To nie pierwsze tego typu śledztwo Fundacji, które skończyło się zawiadomieniem prokuratury. W zeszłym roku częściowo zakończyła się sprawa pracowników rzeźni pod Stargardem, w wyniku której dwoje z nich zostało prawomocnie skazanych na więzienie a pozostali objęci są nowym śledztwem.

Od każdego nagłośnionego przez aktywistów fundacji przypadku odcina się Polski Związek Hodowców Zwierząt Futerkowych, powołując się na przyjętą przez organizację etykę w hodowli zwierząt i próbując dowodzić, że tego typu przypadki znęcania się nad zwierzętami jak na farmie w Starej Dąbrowie są rzadkością. Jednakże aktywiści zajmujący się ochroną praw zwierząt podkreślają, że taką taktykę związek hodowców stosuje od dawna, gdy tylko wybuchnie jakaś afera związana z działalnością jego członków.

„Polska jest drugim krajem w Europie pod względem liczby zwierząt zabijanych na futro. Zabija się u nas prawie 10 milionów zwierząt, głównie norek amerykańskich, ale też lisów i szynszyli” – czytamy na portalu Jutro Będzie Futro prowadzonym przez Fundację Viva!.

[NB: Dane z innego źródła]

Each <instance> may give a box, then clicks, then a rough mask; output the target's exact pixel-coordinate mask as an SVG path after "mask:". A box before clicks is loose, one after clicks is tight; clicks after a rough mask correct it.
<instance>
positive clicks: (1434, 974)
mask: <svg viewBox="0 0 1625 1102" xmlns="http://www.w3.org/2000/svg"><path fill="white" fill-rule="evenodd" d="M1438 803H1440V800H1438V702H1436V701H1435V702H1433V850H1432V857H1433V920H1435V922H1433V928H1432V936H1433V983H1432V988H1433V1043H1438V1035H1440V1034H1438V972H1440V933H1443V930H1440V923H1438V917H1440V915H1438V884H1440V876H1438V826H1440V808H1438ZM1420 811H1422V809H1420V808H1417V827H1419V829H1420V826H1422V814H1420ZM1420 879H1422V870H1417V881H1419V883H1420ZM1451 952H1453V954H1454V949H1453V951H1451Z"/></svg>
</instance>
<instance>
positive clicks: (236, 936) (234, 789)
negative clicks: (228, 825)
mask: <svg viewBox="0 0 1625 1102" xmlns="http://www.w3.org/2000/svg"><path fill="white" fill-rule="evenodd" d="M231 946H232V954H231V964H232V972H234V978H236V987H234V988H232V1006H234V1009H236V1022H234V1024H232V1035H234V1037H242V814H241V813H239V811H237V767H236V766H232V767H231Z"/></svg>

„Zwierzęta zabija się poprzez porażenie prądem, zagazowanie i mechaniczne uszkodzenie mózgu, (…) całe życie spędzają w bardzo ciasnych klatkach, na gołych kratach. Fermy są uciążliwe dla okolicznych mieszkańców, którzy organizują przeciwko nim protesty w całej Polsce [i- przyp. red] (…) są szkodliwe dla środowiska. Zanieczyszczają wodę, glebę i powietrze. Kontrole [na nich] są nieskuteczne.”